I think the issue with subsumption is that 3layers aren't enough. It would be interesting to combine recent deep neuralnet architectures with the Dr Brooks overall subsumption design (so multiple layers of individual deepnets layered hierarchically)
No, the problem with subsumption is that it is a poor composition mechanism. Even the name reveals this to be true: a higher layer has to subsume a lower layer, because (according to Brooks) when a higher layer is active the lower layer's outputs are suppressed. As long as the higher layer is active, the lower layer contributes nothing to the final result and hence may as well not exist. In fact, it's really not a "layered" architecture at all, it's just a big cascading series of if-then-else clauses. Subsumption doesn't really do anything other than obscure this fact.
I think that is overly harsh, the beauty of it for me continues to be that it is default stable. No input and things are stable. That makes it very resilient in low compute environments. That is the same reason I would recommend it for a smart house architecture, when the upper (planning) layer fails (or is broken) you can always get the lower layers to do what you want (lights turn on, or thermostat adjusts) because the local command the top of the 'if-then' tree in your lexicon.
But it isn't. In order for two layers to interact properly you have to specifically engineer them that way. If a higher layer starts or stops subsuming at the wrong time you can get catastrophic failures.
Also, smart houses are a very different problem than autonomous mobile robots.
That was the rhetoric. But the reality was that it was just a big kludge. That is why subsumption-based robots can't do anything more today than they could 30 years ago. Subsumption pretty much tops out at wandering randomly without bumping in to things. But that turns out to just not be a particularly hard problem.
1998 (though it is remarkable how difficult it is to find that date), so very nearly 20 years. But it's a survey; the work described in that paper goes back as far as 1990 or so. (I'm the author, in case you didn't know.)

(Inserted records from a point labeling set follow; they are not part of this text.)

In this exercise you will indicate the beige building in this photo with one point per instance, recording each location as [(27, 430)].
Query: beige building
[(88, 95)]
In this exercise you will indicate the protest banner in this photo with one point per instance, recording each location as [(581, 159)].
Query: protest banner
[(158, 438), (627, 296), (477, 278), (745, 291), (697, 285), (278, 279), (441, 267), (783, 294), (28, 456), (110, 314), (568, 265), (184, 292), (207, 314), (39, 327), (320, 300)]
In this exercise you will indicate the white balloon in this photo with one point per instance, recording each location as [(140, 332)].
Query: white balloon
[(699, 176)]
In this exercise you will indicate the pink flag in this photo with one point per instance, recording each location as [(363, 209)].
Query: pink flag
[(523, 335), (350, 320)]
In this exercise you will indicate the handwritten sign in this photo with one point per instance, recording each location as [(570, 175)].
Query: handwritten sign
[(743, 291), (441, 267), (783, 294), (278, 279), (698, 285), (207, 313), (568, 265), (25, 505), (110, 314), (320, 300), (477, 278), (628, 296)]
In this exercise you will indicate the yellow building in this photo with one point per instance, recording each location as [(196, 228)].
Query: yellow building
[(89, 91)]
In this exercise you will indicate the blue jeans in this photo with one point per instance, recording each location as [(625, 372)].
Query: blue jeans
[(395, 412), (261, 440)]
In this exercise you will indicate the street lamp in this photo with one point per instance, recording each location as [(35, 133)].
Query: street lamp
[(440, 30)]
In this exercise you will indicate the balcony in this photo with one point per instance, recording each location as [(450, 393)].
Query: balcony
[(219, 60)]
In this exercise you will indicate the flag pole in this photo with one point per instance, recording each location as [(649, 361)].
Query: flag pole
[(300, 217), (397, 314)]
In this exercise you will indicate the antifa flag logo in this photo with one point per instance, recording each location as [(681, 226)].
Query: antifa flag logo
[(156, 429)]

I once attended a talk by a man who developed software for autonomous submarines that balanced immediate short term needs analogous to breathing with higher order missions like searching for mines. It was called hafscript (hierarchical autonomous framework). The author still seems to be active online.
This is also how biology works. The neural circuitry for walking is a fairly short loop between your leg muscles, spinal cord , and nerves handling proprioception, with some input from the brain for balance control, and the more intentional behaviors are layered on top (start, turn, stop) by the conscious systems.

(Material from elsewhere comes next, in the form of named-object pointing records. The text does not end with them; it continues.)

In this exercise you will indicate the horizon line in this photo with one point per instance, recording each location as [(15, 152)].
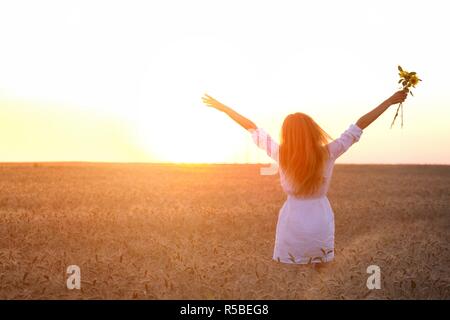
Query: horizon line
[(6, 163)]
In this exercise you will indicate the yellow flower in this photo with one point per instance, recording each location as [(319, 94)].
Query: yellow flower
[(414, 80)]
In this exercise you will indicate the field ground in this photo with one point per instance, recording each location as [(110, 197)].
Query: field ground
[(207, 232)]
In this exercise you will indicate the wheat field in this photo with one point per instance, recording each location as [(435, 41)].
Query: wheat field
[(141, 231)]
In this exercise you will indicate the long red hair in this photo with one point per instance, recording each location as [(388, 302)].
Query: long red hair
[(303, 153)]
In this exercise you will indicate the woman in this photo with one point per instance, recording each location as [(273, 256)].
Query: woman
[(305, 157)]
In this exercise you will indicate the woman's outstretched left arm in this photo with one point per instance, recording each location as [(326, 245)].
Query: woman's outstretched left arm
[(371, 116), (240, 119)]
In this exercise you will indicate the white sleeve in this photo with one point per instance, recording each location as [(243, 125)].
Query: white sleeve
[(264, 141), (345, 141)]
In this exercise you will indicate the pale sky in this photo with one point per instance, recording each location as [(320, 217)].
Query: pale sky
[(122, 80)]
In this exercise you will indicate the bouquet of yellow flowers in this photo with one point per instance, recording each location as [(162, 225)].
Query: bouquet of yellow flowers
[(407, 80)]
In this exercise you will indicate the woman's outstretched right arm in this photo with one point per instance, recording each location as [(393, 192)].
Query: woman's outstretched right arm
[(240, 119), (370, 117)]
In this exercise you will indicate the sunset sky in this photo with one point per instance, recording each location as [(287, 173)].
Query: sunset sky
[(121, 81)]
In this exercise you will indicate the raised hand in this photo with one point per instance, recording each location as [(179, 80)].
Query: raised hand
[(398, 97), (213, 103)]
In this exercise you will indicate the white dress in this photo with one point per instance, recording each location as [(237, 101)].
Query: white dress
[(305, 228)]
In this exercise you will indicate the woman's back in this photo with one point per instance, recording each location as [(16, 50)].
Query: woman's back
[(335, 149)]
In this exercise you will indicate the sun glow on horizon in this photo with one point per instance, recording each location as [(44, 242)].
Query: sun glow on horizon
[(78, 85)]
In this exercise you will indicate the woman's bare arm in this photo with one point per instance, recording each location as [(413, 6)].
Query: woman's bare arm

Consider the case of a 'leg'. A robot needs to lift its legs and move them forward in order to achieve forward locomotion. This means it needs a gait where it steps while keeping itself balanced. Brooks created a system where the highest ranked function that could run, would. So if the robot was stable, it unlocked the 'lift function' and if the leg was lifted it unlocked the higher priority forward function, and if the leg was forward it unlocked the higher priority balance function. I really liked it a lot and have used it in other embedded systems since then.
As a result I see the "smart" house system similarly, which is that I would build systems that were self contained, and could see input from outside. Take a light for example, it would have 'on', 'off', 'dim' and 'i don't care'. If you command it to any point, it goes there. Period. If it is in 'i don't care' the house controller is free to tell it to do something different.